Your service's traffic is steadily growing, latency has increased a bit but it's within reason. One day you launch a new customer and the latency jumps through the roof causing an outage. What happened? You hit the knee.

Utilisation vs Latency

Utilisation increases cause exponential latency increases

When shopping in a supermarket we're used to seeing queues suddenly appear, where just a few minutes before people were passing straight through the checkouts. The exact same happens with production services as traffic ebbs and flows. Both these systems fall under queuing theory, whether it be a physical queue or a kernel network buffer.

Let's say that you can handle 10 requests per second one at a time, with each request taking 100ms to process. If you have on average one request per second coming in, then almost always there will be no other requests in progress and thus each request will usually only take 100ms. As the service gets busier there's a good chance that another request is being processed, so it'll need to queue up and and take 200ms sometimes. As it nears 10 requests per second, having to queue up behind several other requests is the norm and beyond that the queue will grow indefinitely!

This isn't a linear growth in response time. Similar to the Birthday Paradox, the more timeslots that are already taken the higher the chance that a request will bump into another request. The graph above shows how this grows with increased utilisation. The knee is the inflection point on the right, and that's what you usually want to avoid.

For a very low latency system you may choose to operate on the left of the graph, spending money on machines to improve performance. Conversely if you can accept high latency then you might elect to run past the knee, saving money but needing safety measures like graceful degradation and load shedding to avoid a complete overload.

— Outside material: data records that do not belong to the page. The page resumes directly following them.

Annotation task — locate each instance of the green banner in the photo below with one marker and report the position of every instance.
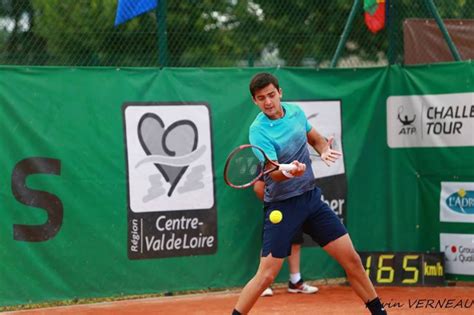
(89, 209)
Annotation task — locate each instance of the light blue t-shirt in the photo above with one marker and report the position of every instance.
(284, 140)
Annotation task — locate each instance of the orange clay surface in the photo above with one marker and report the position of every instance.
(331, 299)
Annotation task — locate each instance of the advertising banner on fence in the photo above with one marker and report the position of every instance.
(444, 120)
(458, 252)
(172, 209)
(456, 202)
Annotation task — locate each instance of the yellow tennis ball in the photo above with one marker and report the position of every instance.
(276, 216)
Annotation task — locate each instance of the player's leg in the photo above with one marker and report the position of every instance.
(344, 253)
(266, 273)
(296, 283)
(326, 229)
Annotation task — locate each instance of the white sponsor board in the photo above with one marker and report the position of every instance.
(459, 253)
(443, 120)
(325, 117)
(456, 202)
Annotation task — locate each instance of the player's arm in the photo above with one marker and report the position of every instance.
(323, 147)
(259, 189)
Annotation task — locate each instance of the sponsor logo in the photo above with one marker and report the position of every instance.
(171, 210)
(461, 201)
(442, 120)
(407, 120)
(458, 252)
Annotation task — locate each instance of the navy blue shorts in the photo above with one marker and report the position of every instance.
(307, 212)
(298, 239)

All this is just the implications of queuing theory. With a queue of requests building up other problems may arise, such as increased lock contention or the request handling part of your application being O(n2) in the number of pending requests.

 

When doing provisioning and capacity planning, it's convenient to pretend that everything is linear. If you ever see a 10% increase in traffic result in much more than a 10% increase in latency though, you're approaching the knee. Be wary in that case, as the next launch or machine failure could tip you over past the knee.